The Administration moved swiftly to prevent the economy from falling into a second Great Depression. To stimulate demand and jumpstart economic growth, the President signed into law the American Recovery and Reinvestment Act of 2009. The Recovery Act provided tax cuts to small businesses and 95 percent of working families and helped to lay a new foundation for long-term economic growth and prosperity with investments in health care, education, infrastructure, and clean energy. The Recovery Act has had a demonstrable and significant effect on the economy, raising real GDP as of the second quarter of 2010 by an estimated 2.7 to 3.2 percent relative to what it otherwise would have been, and increasing employment by an estimated 2.5 to 3.6 million.
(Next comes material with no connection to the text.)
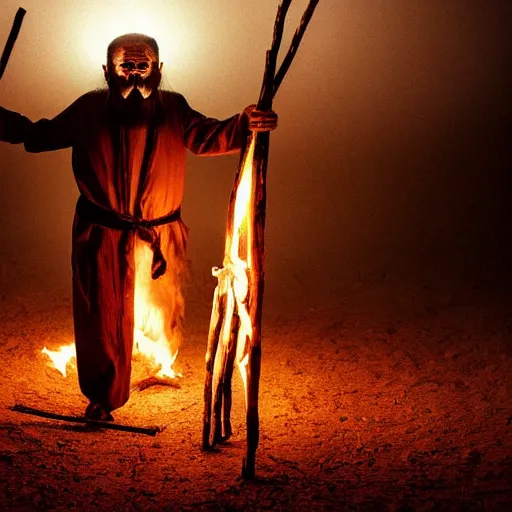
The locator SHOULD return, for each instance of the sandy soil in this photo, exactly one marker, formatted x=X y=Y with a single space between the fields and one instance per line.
x=385 y=397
The Nation’s economy has grown for three consecutive quarters and created nearly 600,000 private sector jobs in the first half of this year—a stark contrast to the 3.7 million lost over the first half of last year. In fact, after 22 straight months of job loss, the economy has created jobs in the private sector for six months in a row. In addition, other economic indicators are showing signs of improvement. Industrial production (which primarily reflects manufacturing), real disposable income, shipments of capital goods, and U.S. exports have all improved.

Despite these hopeful signs, the economy is still struggling; too many Americans are still out of work; and the Nation’s long-term fiscal trajectory is unsustainable, threatening future prosperity. Building on the steps the Administration and the Congress have already taken, the Administration’s proposals, reflected in the Mid-Session Review (MSR), seek to speed the recovery, keep the economy growing, and put the country on more sound fiscal footing."